Policy shock takes center stage. JPMorgan recently warned that Trump's proposed budget bill could slash Tesla's operating profits by half. The bank estimates that eliminating consumer EV tax credits would cost Tesla $1.2 billion while scrapping carbon tax incentives would deal a $2 billion blow. With Musk and Trump now at odds, the chances of Musk convincing Republicans to amend the bill are slim.
The Vanishing political perks are also alarming. Before last week, Musk's other ventures - X's debt sales, SpaceX, and Starlink - had seemingly benefited from his political ties. Tesla investors may have hoped for similar advantages, but those hopes are now dashed.
Partisan consumption could also be further divided. TD Cowen's analysis of Tesla's U.S. sales by county political leanings shows that since Musk's alignment with Trump, sales in red counties rebounded and took a larger share, while blue counties saw declines.

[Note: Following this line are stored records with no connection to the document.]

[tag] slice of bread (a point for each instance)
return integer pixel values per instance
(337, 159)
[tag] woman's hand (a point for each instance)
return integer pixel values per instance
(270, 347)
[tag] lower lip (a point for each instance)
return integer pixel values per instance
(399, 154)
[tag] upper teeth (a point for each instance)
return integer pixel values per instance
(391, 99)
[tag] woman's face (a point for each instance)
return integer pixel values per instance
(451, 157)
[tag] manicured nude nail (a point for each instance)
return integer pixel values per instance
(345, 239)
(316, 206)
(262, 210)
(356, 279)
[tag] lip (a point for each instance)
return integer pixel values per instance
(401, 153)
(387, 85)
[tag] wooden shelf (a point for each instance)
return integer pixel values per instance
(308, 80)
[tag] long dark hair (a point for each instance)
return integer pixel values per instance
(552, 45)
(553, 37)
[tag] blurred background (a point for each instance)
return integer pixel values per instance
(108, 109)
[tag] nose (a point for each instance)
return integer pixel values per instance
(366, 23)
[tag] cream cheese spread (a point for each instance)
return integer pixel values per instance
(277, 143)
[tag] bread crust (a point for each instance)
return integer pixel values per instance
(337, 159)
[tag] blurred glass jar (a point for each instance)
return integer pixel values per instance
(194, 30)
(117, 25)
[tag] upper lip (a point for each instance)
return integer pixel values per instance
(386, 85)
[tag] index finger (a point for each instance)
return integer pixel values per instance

TD Cowen's Itay Michaeli and his team noted that if all red counties matched Texas' EV adoption rate (which surged in Q1), U.S. EV sales could jump 39% this year. However, with Musk now opposing Trump, Republican enthusiasm for EVs - especially Teslas - may wane.
Deteriorating Fundamentals Add Insult to Injury, Shaking Wall Street's Confidence
The political storm is just one facet of Tesla's troubles. 2025 has been tumultuous for the EV maker: European sales are sluggish, with many buyers boycotting Tesla over Musk's political stance, while in China - its second-largest market - competition is intensifying.
Analysts across the board are cutting Tesla's delivery forecasts, anticipating sharper declines by late 2025 and into 2026. Goldman Sachs slashed its Q2 delivery estimate from 410,000 to 365,000, well below the consensus. The long-term outlook is equally grim, with deep cuts to Tesla's three-year delivery projections. As sales decline, margins keep eroding, and further deterioration is expected.
Other Tesla businesses also face hurdles: high-margin battery operations are hit by tariffs, while its robotaxi fleet lags behind rivals like Waymo.
Baird also trimmed its 2026 delivery forecast to account for the loss of EV tax credits. While Musk claims hundreds of thousands of robotaxis will hit roads in late 2026, Baird expects just 6,000. The analysts acknowledge that mere presence in this space matters more than volume but warn that Tesla faces tougher operational challenges and lower profitability than investors anticipate.